Re: [RFC][PATCH 4/7] smp: Optimize send_call_function_single_ipi()

From: Peter Zijlstra
Date: Wed May 27 2020 - 05:56:59 EST


On Tue, May 26, 2020 at 06:11:01PM +0200, Peter Zijlstra wrote:
> Just like the ttwu_queue_remote() IPI, make use of _TIF_POLLING_NRFLAG
> to avoid sending IPIs to idle CPUs.
>
> Signed-off-by: Peter Zijlstra (Intel) <peterz@xxxxxxxxxxxxx>
> ---
> kernel/sched/core.c | 10 ++++++++++
> kernel/sched/idle.c | 1 +
> kernel/sched/sched.h | 2 ++
> kernel/smp.c | 16 +++++++++++++++-
> 4 files changed, 28 insertions(+), 1 deletion(-)
>
> --- a/kernel/sched/core.c
> +++ b/kernel/sched/core.c
> @@ -2296,6 +2296,16 @@ static void wake_csd_func(void *info)
> sched_ttwu_pending();
> }
>
> +void send_call_function_single_ipi(int cpu)
> +{
> + struct rq *rq = cpu_rq(cpu);
> +
> + if (!set_nr_if_polling(rq->idle))
> + arch_send_call_function_single_ipi(cpu);
> + else
> + trace_sched_wake_idle_without_ipi(cpu);
> +}
> +
> /*
> * Queue a task on the target CPUs wake_list and wake the CPU via IPI if
> * necessary. The wakee CPU on receipt of the IPI will queue the task
> --- a/kernel/sched/idle.c
> +++ b/kernel/sched/idle.c
> @@ -289,6 +289,7 @@ static void do_idle(void)
> */
> smp_mb__after_atomic();
>
> + flush_smp_call_function_from_idle();
> sched_ttwu_pending();
> schedule_idle();
>

Paul; the above patch basically allows smp_call_function_single() to run
from the idle context (with IRQs disabled, obviously) instead of from an
actual IRQ context.

This makes RCU unhappy (as reported by mingo):

[ ] ------------[ cut here ]------------
[ ] Not in hardirq as expected
[ ] WARNING: CPU: 4 PID: 0 at kernel/rcu/tree.c:430 rcu_is_cpu_rrupt_from_idle+0xed/0x110
[ ] Modules linked in:
[ ] CPU: 4 PID: 0 Comm: swapper/4 Not tainted 5.7.0-rc7-00840-ga61d572-dirty #1
[ ] Hardware name: Supermicro H8DG6/H8DGi/H8DG6/H8DGi, BIOS 2.0b 03/01/2012
[ ] RIP: 0010:rcu_is_cpu_rrupt_from_idle+0xed/0x110
[ ] Call Trace:
[ ] rcu_exp_handler+0x38/0x90
[ ] flush_smp_call_function_queue+0xce/0x230
[ ] flush_smp_call_function_from_idle+0x2f/0x60
[ ] do_idle+0x163/0x260
[ ] cpu_startup_entry+0x19/0x20
[ ] start_secondary+0x14f/0x1a0
[ ] irq event stamp: 189300
[ ] hardirqs last enabled at (189299): [<ffffffff811d3e25>] tick_nohz_idle_exit+0x55/0xb0
[ ] hardirqs last disabled at (189300): [<ffffffff811da5f5>] flush_smp_call_function_from_idle+0x25/0x60
[ ] softirqs last enabled at (189284): [<ffffffff811280a0>] irq_enter_rcu+0x70/0x80
[ ] softirqs last disabled at (189283): [<ffffffff81128085>] irq_enter_rcu+0x55/0x80

This is rcu_is_cpu_rrupt_from_idle()'s lockdep_assert_in_irq() tripping
up (it's comment is obviously a bit antiquated).

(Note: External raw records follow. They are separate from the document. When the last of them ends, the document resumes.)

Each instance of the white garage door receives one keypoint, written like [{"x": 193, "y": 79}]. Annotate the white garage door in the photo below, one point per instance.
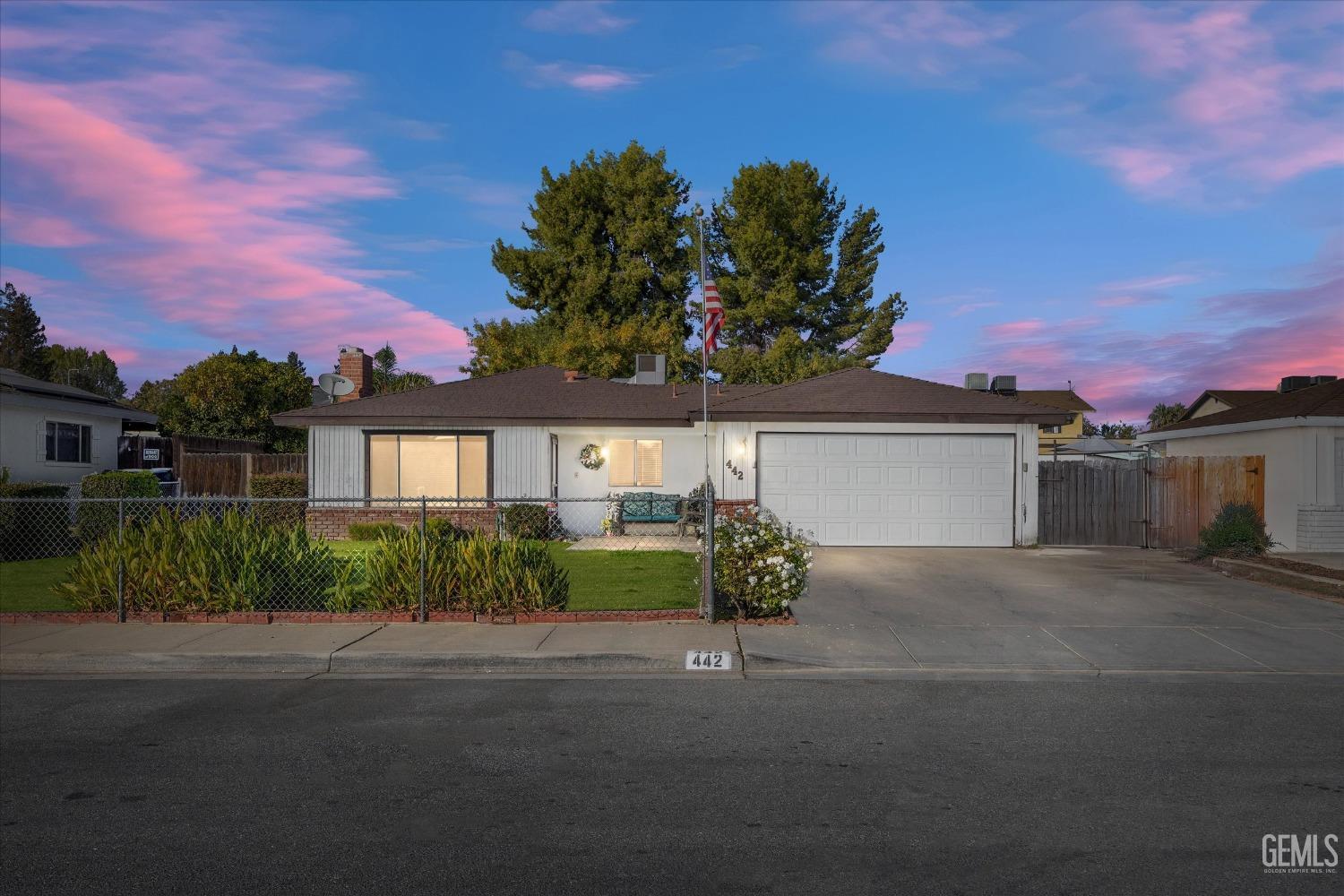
[{"x": 890, "y": 489}]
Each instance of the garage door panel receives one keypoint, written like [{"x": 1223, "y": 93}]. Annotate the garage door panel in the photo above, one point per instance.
[{"x": 890, "y": 489}]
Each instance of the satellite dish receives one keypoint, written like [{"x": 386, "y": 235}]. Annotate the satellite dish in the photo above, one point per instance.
[{"x": 335, "y": 384}]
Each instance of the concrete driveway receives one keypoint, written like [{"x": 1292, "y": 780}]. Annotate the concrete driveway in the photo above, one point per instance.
[{"x": 1050, "y": 608}]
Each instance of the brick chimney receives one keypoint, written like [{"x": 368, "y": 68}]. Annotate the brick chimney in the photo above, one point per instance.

Now, if I read that code correctly, it actually relies on
rcu_irq_enter() and thus really wants to be in an interrupt. Is there
any way this code can be made to work from the new context too?

After all, all that really is different is not having gone throught he
bother of setting up the IRQ context, nothing else changed -- it just so
happens you actually relied on that ;/